A visão coletiva sobre a roubalheira se alimenta de um paradoxo. A explosão de escândalos estimula a impressão de que o país afunda em insanáveis vícios. Isso aconteceu quando a Lava Jato ganhou as manchetes, há seis anos. A sensação de fracasso tende a diminuir na proporção direta do avanço na punição dos culpados. O problema é que o retrocesso veio antes que o brasileiro se convencesse de que era hora de apertar o botão do otimismo.

No futuro, quando a história puder se pronunciar sobre 2019 sem paixões e polarizações, anotará que este foi o ano em que o maior esforço anticorrupção já realizado no país começou a definhar. Feneceu não por falta de material, mas por excesso de desfaçatez. Estabeleceu-se uma aliança tácita entre suspeitos, culpados e cúmplices dos três poderes.

Bolsonaro, um presidente que se elegeu enrolado na bandeira da moralidade, cercou-se de meia dúzia de ministros encrencados com a lei. Nomeou um líder no Senado que é cliente de caderneta da Lava Jato. E agiu às escâncaras para proteger o primogênito, investigado por peculato e lavagem de dinheiro num escândalo que envolve um repasse monetário à primeira-dama do país.

No Supremo, produziram-se recuos em série —da anulação de sentenças à abertura de celas, entre elas a de Lula.
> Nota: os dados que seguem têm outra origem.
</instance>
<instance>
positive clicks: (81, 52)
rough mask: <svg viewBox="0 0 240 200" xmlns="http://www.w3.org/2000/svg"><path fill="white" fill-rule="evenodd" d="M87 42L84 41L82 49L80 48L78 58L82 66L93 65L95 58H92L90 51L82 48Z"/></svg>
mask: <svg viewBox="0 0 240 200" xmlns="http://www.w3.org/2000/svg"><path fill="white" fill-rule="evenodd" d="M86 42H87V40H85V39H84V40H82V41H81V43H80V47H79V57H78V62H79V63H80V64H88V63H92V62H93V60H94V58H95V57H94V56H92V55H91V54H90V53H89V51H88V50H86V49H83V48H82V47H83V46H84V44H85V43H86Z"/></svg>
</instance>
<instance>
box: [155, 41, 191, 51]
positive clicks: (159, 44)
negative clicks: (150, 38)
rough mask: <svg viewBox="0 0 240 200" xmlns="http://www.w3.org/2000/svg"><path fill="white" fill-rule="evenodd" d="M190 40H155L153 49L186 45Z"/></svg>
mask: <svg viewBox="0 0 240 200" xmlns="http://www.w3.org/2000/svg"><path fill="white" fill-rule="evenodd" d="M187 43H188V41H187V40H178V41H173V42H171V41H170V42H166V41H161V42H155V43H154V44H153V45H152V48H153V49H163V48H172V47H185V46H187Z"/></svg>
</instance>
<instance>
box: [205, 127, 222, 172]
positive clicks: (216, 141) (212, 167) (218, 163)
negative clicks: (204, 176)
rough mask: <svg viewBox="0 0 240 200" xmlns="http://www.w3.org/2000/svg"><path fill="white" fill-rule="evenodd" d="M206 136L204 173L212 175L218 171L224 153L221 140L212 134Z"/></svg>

Entre as inúmeras pauladas desferidas contra o esforço anticorrupção, a mais forte foi a mudança na regra que permitia a prisão de larápios condenados na segunda instância do Judiciário.

Voltou a vigorar o velho sistema viscoso, no qual os condenados recorrem até a morte ou a prescrição dos crimes, o que vier primeiro. Numa das sessões do Supremo, o ministro Gilmar Mendes, que passou a personificar a meia-volta no imaginário popular, traduziu os humores que prevaleceram em Brasília: "Vamos honrar as calças que vestimos!"
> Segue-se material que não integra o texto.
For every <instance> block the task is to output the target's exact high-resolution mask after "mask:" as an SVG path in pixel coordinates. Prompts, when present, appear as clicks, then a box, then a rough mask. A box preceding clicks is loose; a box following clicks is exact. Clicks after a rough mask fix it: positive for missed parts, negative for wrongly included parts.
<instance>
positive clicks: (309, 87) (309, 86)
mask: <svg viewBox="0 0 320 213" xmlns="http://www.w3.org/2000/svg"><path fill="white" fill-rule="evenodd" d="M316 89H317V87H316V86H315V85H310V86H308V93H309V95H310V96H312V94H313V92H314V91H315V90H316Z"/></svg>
Evocando o teor de mensagens trocadas no escurinho do Telegram pelo ex-juiz Sergio Moro, hoje ministro da Justiça de Bolsonaro, e procuradores de Curitiba, Gilmar acrescentou:

"Falam mal de nós, chamam a nós de vagabundos. Queriam interferir na distribuição de um processo. Falam mal do ministro [Edson] Fachin. Passaram de todos os limites -mentindo, agredindo à Corte. E nós: 'Ah, temos que atender a Lava Jato'."

O sucesso da Lava Jato era atribuído a três fatores: 1) A corrupção passou a dar cadeia; 2) O medo da prisão potencializou as delações; 3) As colaborações judiciais impulsionaram as descobertas. O fim da prisão em segunda instância aboliu o risco de cana. O sumiço do medo transformou delatores em tolos. Quem já passou pela cadeia, como Lula, não volta. Quem aguardava na fila, como Michel Temer e Aécio Neves, não entra.
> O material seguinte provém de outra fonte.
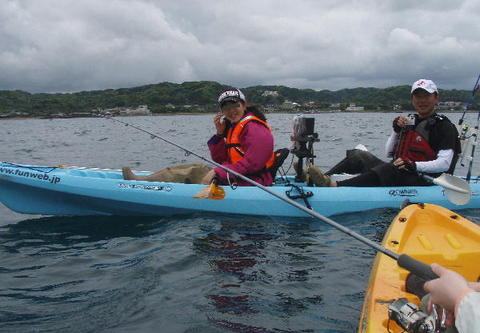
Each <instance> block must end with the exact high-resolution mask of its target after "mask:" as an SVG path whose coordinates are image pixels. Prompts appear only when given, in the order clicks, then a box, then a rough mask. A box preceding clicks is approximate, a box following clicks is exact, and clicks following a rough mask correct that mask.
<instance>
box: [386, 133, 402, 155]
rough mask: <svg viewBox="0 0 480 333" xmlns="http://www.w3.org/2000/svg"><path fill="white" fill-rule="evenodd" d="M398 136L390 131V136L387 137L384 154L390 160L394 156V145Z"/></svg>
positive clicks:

Num ambiente assim, o cenário que parecia redentor desmorona. A ilusão de que o país estaria maduro para dar um salto no combate à corrupção vira fumaça. Rapidinho, renasce o monstro do mesmo.

O brasileiro é como que tomado de assalto (ops!) pela sensação de que a única consequência de um grande escândalo é produzir outro, e outro, e outro... Não há espaço para otimismo em matéria de combate à corrupção.